11 Agosto 2018 - 22:29

Vigilância Sanitária apreende medicamentos durante inspeção

A Coordenação de Vigilância Sanitária (Covisa), da Secretaria Municipal da Saúde (SMS), em parceria com o Conselho Regional de Farmácia (CRF), realizou na nesta sexta-feira, 10, uma inspeção em uma farmácia localizada no bairro Siqueira Campos, resultando na apreensão de diversos medicamentos adquiridos sem nota fiscal.

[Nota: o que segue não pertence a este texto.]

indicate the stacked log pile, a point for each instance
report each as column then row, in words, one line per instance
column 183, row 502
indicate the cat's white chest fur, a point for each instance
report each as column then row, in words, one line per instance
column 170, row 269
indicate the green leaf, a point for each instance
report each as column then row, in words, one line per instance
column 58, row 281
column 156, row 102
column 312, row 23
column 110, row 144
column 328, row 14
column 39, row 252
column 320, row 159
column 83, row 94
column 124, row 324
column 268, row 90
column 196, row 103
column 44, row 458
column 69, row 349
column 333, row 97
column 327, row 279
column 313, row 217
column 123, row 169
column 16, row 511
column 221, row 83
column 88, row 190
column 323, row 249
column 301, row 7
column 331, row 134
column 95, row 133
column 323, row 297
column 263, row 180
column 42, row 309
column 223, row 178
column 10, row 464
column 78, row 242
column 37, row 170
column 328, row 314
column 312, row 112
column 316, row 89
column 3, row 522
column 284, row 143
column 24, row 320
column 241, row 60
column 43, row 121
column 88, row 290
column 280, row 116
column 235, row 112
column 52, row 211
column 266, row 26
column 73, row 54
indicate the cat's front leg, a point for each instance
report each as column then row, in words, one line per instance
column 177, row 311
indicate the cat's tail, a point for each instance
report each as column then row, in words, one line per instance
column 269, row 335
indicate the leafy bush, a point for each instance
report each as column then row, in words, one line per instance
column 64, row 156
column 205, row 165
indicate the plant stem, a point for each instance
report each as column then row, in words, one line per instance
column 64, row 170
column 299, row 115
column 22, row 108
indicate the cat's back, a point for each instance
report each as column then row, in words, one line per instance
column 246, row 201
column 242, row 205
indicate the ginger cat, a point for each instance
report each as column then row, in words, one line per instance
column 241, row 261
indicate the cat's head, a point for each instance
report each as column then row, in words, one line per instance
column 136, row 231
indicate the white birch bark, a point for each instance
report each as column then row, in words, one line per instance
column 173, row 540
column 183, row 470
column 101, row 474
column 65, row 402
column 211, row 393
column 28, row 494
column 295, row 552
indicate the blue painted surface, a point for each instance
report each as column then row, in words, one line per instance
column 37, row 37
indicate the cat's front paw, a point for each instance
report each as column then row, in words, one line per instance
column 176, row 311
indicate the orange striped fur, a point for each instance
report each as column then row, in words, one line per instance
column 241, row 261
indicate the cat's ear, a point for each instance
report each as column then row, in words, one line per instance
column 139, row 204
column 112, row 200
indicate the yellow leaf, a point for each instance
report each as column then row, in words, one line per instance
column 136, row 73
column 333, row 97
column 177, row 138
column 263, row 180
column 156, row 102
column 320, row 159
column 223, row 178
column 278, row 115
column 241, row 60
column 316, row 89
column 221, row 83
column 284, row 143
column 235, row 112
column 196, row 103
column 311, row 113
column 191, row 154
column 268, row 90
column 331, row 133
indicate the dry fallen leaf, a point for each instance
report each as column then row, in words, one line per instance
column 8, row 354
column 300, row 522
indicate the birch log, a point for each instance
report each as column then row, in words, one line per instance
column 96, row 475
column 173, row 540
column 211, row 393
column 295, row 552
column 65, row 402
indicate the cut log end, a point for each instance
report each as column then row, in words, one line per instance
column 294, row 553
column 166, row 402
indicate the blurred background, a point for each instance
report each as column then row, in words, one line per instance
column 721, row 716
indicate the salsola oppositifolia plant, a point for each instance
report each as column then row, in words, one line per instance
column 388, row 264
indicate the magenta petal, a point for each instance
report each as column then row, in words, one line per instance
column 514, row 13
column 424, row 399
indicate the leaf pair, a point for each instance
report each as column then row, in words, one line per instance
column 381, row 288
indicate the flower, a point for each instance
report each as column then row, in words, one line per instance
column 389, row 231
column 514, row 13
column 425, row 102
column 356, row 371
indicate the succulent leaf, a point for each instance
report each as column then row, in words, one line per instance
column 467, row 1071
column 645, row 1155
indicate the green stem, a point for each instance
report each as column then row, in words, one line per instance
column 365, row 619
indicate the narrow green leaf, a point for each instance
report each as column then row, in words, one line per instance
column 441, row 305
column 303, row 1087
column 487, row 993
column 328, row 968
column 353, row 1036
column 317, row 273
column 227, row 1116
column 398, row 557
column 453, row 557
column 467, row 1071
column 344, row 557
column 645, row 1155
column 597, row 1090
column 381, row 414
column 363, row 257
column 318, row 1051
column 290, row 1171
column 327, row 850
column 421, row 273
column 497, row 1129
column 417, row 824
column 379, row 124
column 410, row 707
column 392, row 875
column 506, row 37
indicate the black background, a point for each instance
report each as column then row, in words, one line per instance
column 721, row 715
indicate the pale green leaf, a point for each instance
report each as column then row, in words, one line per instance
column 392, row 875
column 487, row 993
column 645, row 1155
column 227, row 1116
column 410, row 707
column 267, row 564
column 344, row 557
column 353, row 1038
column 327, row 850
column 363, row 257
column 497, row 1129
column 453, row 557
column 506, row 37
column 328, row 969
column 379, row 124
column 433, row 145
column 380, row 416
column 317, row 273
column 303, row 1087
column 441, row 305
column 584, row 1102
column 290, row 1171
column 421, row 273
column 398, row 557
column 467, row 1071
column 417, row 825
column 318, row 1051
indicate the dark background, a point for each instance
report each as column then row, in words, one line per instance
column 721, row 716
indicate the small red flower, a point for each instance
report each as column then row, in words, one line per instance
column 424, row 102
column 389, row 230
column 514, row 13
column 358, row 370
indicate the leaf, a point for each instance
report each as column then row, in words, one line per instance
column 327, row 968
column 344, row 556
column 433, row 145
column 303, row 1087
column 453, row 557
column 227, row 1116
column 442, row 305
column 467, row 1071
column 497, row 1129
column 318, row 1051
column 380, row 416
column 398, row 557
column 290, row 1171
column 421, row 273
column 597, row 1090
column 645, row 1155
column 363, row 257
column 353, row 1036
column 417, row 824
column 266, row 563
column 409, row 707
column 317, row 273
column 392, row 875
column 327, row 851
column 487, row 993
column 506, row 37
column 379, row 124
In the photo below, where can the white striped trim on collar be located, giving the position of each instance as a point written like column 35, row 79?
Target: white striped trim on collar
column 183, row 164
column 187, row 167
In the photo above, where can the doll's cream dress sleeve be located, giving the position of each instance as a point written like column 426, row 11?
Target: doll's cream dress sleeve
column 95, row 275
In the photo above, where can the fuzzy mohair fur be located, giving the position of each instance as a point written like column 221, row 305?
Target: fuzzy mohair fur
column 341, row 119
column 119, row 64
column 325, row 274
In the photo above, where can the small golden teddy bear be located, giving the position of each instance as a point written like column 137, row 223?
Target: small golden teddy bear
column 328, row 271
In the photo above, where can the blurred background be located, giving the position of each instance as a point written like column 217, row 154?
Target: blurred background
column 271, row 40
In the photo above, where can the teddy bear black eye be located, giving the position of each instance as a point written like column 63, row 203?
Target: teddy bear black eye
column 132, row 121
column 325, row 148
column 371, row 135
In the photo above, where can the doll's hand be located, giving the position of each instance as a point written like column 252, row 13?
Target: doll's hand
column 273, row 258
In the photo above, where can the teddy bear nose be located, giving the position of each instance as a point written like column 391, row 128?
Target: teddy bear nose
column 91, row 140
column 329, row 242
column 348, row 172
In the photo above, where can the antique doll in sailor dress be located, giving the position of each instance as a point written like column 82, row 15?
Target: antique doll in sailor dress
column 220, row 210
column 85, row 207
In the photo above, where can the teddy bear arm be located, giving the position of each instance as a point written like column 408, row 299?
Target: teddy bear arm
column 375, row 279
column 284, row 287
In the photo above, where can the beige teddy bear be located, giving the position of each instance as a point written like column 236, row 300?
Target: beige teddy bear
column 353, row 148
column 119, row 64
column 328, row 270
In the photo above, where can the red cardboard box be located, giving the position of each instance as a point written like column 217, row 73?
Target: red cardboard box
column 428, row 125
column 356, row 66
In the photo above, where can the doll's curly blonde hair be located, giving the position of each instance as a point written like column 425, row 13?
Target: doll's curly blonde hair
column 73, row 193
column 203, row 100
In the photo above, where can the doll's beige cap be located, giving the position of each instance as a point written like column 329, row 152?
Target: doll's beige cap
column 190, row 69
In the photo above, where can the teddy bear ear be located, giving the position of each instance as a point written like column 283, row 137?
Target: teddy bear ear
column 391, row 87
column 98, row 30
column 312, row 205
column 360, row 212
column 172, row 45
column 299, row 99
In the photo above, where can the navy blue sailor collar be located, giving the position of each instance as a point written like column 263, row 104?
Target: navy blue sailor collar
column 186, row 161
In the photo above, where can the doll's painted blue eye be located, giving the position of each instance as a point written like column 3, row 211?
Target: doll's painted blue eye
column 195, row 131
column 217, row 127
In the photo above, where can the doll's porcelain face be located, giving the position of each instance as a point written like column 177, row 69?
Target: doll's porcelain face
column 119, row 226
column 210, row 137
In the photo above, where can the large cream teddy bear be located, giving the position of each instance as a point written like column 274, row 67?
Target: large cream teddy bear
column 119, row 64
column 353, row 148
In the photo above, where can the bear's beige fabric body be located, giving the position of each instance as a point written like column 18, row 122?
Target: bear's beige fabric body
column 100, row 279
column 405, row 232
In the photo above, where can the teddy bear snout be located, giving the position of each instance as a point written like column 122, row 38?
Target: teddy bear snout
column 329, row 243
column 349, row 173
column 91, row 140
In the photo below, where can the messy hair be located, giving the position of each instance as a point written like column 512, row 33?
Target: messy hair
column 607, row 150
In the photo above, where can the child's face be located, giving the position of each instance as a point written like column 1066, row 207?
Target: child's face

Durante a fiscalização foi detectado que o estabelecimento não possui licença sanitária e farmacêutico responsável. “A farmácia inspecionada apresentou divergência entre a razão social e a falta de farmacêutico, não constando no cadastro do CRF. Quando confrontada esta informação com a Vigilância Sanitária, observamos que estava com outro CNPJ, por isto, solicitamos a inspeção”, disse o presidente do Conselho, Marcos Cardoso Rios.

Segundo a farmacêutica e fiscal da Vigilância Sanitária, Helena Ferreira Lima, a empresa está cadastrada na Vigilância e foi inspecionada em 2017, inclusive com orientações para serem tomadas todas as providências, junto a Anvisa.

“Mas houve uma troca de proprietário e a empresa não deu seguimento ao licenciamento. Além disso, não solucionou as orientações dadas em 2017. Detectamos várias irregularidades, como a sujeira nas prateleiras dos medicamentos; o comércio de antibióticos sem cadastro no sistema da Anvisa e sem o acompanhamento do farmacêutico [pré-requisitos obrigatórios]; rompimentos nas embalagens, e o fracionamento irregular de medicamentos”, ressaltou Helena.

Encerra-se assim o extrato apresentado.